Long-Context Intent-Drift Interlock¶
IntentDriftInterlock catches slow-burn jailbreaks that no single turn reveals.
A crescendo attack never trips a per-turn guard: each request drifts a little
further from the declared intent than the last, every step individually benign.
The signal lives in the trajectory — sustained drift, a rising slope,
accumulating cross-turn contradiction — not in any one turn.
What it accumulates¶
The interlock folds three per-turn signals (all already produced during scoring) into a fixed-size state that survives a 100k-token conversation without keeping the raw history:
| Signal | Source |
|---|---|
| intent divergence | the cross-turn NLI divergence (cross_turn_divergence) |
| injection risk | the per-turn intent-grounded injection_risk |
| contradiction trend | the slope from the contradiction tracker |
It keeps an exponential moving average of divergence and injection (old turns
decay rather than being dropped), a windowed slope of the divergence (the
gradual-escalation signal), and combines them into a single drift_risk. The
interlock trips when drift_risk crosses trigger_threshold after at least
min_turns turns — so a conversation creeping from 0.3 to 0.6 divergence over
six turns is halted even though no single turn ever clears a per-turn block, and
a lone off-topic opening turn never fires it.
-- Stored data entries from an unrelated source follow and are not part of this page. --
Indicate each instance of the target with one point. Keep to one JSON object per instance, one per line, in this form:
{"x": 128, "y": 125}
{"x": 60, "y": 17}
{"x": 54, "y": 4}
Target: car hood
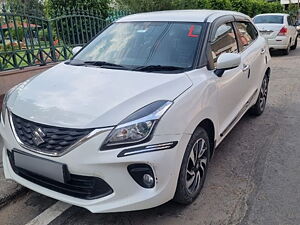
{"x": 89, "y": 97}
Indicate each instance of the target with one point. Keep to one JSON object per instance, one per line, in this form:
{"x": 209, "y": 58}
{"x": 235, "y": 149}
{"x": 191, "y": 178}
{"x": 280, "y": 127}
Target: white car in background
{"x": 279, "y": 30}
{"x": 133, "y": 119}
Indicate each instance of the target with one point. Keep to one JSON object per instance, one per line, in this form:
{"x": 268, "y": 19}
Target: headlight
{"x": 137, "y": 127}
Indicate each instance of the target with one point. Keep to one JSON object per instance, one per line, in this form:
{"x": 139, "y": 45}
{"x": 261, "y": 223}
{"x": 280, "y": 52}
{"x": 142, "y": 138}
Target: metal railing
{"x": 29, "y": 40}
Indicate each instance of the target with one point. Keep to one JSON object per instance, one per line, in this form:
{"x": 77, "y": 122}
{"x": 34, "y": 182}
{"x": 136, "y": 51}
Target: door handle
{"x": 246, "y": 67}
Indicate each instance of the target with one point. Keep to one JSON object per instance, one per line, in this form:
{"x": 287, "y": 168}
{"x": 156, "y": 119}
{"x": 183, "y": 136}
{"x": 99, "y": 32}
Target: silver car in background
{"x": 279, "y": 30}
divergence per turn: 0.2 0.3 0.4 0.5 0.6 0.7 (each below a 0.7 block)
drift_risk: .12 .12 .14 .35 .42 .49 ◄── trips here
Enabling¶
The interlock is opt-in on the session and off by default — when absent, the
scorer leaves intent_drift_risk / intent_drift_triggered as None:
from director_ai.core import CoherenceScorer
from director_ai.core.runtime.session import ConversationSession
scorer = CoherenceScorer(threshold=0.5, use_nli=True)
session = ConversationSession(track_intent_drift=True)
for prompt, response in conversation:
approved, score = scorer.review(prompt, response, session=session)
if score.intent_drift_triggered:
halt("slow-burn intent drift detected")
Meaningful divergence signal requires a model-backed NLI backend; the interlock itself is pure and numeric, so it is fully deterministic and testable without any model.
Tuning¶
from director_ai.core.runtime.intent_drift import IntentDriftInterlock
session.intent_drift = IntentDriftInterlock(
half_life_turns=4.0, # EMA decay horizon
window=8, # slope estimate window (bounds memory)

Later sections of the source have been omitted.